53 ans après l'un
des attentats les plus meurtriers perpétrés par les hordes fascistes de l'OAS,
les Oranais et Oranaises ne sont pas prêts à oublier ces scènes d'horreur et
dont les victimes n'étaient que de simples citoyens fréquentant, par cette
journée de mercredi, l'incontournable Tahtaha notamment durant le mois sacré de
Ramadhan. Si le bilan provisoire communiqué par l'administration coloniale
faisait état de 80 morts et de dizaines de blessés, cette dernière n'a jamais
osé divulguer les chiffres exacts de ce carnage. Beaucoup sont ceux et celles
qui ont gardé de sérieuses séquelles qui les font rappeler l'horreur. Parmi les
miraculés, A. Abdelkader, qui avait 17 ans le jour de l'attentat. Il témoigne :
« à l'époque, j'étais boucher au marché de Sidi Okba et à 16h, je devais
récupérer ma motobécane chez un réparateur à Tahtaha et, arrivé à hauteur du
café de l'USMO, une forte explosion a fait trembler la ville à plusieurs
kilomètres à la ronde. De cet instant, je ne me souviens de rien sauf d'avoir été
projeté par le souffle de la déflagration contre un mur d'un immeuble. Etant
incapable de bouger, j'ouvris les yeux et tout le ciel était gris de poudre
alors que des gens criaient de partout. Me relevant, je ne pouvais rester
indifférent et je me joignis à tous ceux et celles qui œuvraient à secourir les
blessés ou récupérer les morceaux de chair humaine qui collaient aux murs ».
Ces moments, plus
d'un demi-siècle après, demeurent gravés dans la mémoire collective et
notamment de ceux qui avaient assisté au massacre et même des enfants de
victimes. Ce triste épisode orchestré par la bande à Salan a fait l'objet de
recherches de la part d'historiens et l'une d'elle nous parvient de Sadek
Benkada qui fait état de plus de 1100 morts entre 1961 et 1962, une étape
cruciale durant laquelle l'indépendance nationale n'était qu'une question de
temps, un fait que les ultras et des adeptes de l'Algérie française n'ont pas
voulu admettre. Le même historien, sur le sujet depuis 2002, avait estimé, à
juste titre, qu' « il était difficile de déterminer le nombre exact de victimes
des crimes commis par l'OAS et dont plusieurs n'ont pas été inscrites en tant
que telles sur le registre de l'état civil ». La même problématique a été au
centre d'un séminaire organisé par le CRASC sous le thème « villes et massacres
collectifs : le cas d'Oran 1961-1962». Il a été révélé que « dans certains cas,
on enterrait les morts en urgence, sans recourir à l'etat civil alors que dans
d'autres cas, les victimes étaient difficilement identifiables. Pire encore,
l'OAS exécutait des gens et les enterrait. Par conséquent, ils étaient
considérés comme étant des disparus». Durant les premières années de
l'indépendance, des victimes de l'OAS ont été découvertes dans les villas
coloniales et des ossements abandonnés confirmaient bel et bien cette thèse.

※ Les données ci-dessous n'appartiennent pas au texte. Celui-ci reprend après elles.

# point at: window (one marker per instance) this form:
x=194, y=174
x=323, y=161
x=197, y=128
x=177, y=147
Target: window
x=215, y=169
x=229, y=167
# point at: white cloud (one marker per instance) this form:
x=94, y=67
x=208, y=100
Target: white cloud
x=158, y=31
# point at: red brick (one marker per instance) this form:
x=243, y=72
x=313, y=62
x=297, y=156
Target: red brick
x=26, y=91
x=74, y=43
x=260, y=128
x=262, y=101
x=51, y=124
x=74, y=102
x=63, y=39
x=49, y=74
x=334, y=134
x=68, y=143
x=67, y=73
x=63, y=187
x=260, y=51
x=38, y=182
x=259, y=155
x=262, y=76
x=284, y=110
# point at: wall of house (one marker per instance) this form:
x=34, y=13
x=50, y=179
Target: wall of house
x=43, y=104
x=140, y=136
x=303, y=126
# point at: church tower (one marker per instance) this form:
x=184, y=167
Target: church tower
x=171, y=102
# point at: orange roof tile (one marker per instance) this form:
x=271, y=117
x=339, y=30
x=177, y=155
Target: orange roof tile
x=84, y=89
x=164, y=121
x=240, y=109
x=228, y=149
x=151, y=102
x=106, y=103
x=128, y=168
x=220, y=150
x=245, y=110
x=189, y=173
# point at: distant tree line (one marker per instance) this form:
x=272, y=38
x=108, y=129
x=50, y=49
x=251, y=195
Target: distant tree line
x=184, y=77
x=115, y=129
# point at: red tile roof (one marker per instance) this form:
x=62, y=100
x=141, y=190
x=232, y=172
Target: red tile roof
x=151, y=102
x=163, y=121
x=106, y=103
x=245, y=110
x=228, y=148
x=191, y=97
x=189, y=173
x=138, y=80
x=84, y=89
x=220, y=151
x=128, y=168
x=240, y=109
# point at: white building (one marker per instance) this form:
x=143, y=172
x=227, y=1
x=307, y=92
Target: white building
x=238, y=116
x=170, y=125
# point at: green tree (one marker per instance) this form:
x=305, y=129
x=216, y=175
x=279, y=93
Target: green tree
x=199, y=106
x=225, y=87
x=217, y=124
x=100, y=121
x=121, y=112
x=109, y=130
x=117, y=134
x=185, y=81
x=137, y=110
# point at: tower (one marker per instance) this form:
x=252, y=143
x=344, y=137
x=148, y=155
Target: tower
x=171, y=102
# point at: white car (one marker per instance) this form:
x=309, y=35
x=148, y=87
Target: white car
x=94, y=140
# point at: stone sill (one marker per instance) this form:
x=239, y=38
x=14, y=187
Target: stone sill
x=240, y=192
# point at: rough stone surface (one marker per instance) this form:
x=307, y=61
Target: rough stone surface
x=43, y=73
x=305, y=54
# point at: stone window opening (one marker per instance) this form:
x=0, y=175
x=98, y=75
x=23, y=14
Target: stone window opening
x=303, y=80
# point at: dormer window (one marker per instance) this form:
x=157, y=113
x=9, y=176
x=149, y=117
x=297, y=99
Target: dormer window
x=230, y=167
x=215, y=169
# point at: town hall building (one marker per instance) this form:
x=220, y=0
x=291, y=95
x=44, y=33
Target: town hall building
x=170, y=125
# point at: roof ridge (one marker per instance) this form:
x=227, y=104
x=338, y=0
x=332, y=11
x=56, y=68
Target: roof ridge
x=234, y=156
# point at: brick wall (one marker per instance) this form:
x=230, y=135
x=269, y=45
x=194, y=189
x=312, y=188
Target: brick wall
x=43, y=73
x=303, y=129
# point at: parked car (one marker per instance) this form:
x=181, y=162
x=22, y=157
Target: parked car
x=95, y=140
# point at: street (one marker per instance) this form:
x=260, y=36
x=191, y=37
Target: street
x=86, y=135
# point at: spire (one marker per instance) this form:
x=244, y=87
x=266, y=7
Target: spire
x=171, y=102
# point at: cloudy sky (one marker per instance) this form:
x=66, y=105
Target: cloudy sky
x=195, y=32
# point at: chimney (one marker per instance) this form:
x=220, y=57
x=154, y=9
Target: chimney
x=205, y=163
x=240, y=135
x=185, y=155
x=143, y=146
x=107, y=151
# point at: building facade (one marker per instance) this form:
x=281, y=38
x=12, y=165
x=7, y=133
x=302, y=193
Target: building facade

L'atrocité de l'acte terroriste a été reconnue même en France comme en
témoignent les manchettes de journaux. «C'est le plus sanglant de la guerre
d'Algérie» (J.-P. Renard, Paris-Presse, 2 mars). Plus tard Alain-Gérard Slama
dira, en signe d'avertissement, que «l'affreux carnage d'Oran est resté un de
ces traumatismes enfouis qui risquent de devenir explosifs à force de n'être
pas reconnus» dans «Oran, 5 juillet 1962. Le massacre oublié», L'Histoire, 1999.

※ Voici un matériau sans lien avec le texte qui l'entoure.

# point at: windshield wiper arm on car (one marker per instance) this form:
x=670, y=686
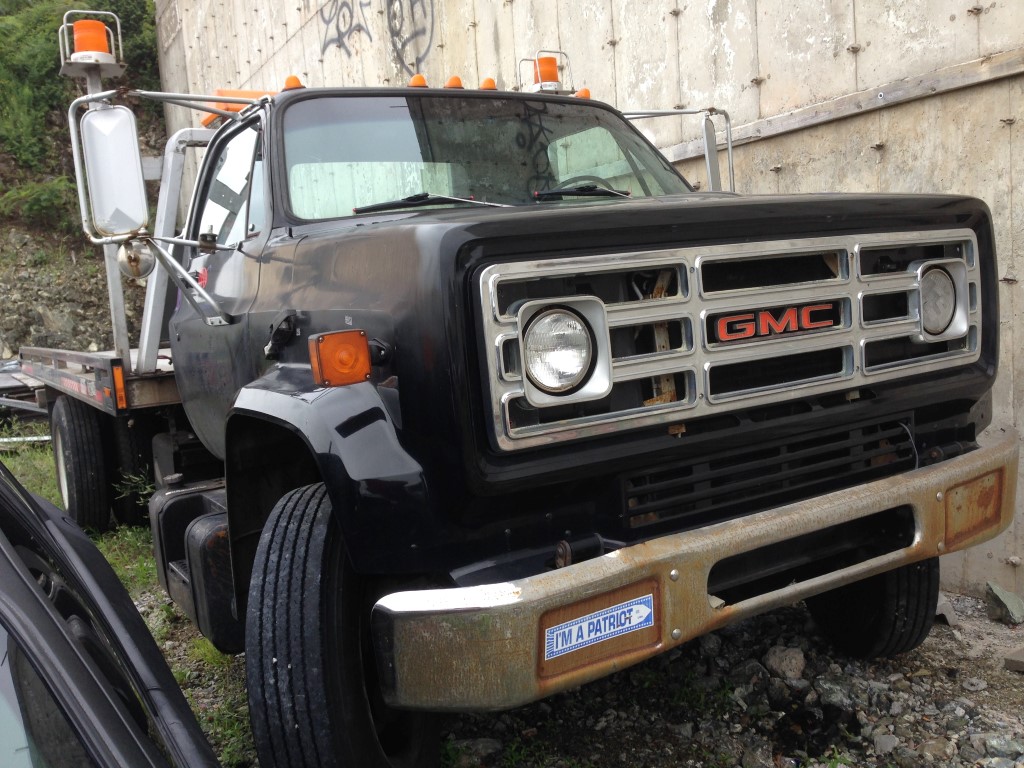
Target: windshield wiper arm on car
x=423, y=199
x=583, y=190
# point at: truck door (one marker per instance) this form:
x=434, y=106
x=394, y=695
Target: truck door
x=230, y=207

L'esplanade de l'ex-boulevard Joseph Andrew, aujourd'hui Tahtaha, est le cœur
battant de ce quartier entouré de barbelés. Une population dense y vit en
permanence. Dans deux ou trois quartiers on y dénombrait 180.000 musulmans a
qui il était interdit de s'aventurer dans les quartiers européens, c'est-à-dire
tout le reste de la ville avec ses larges avenues et ses maisons cossues.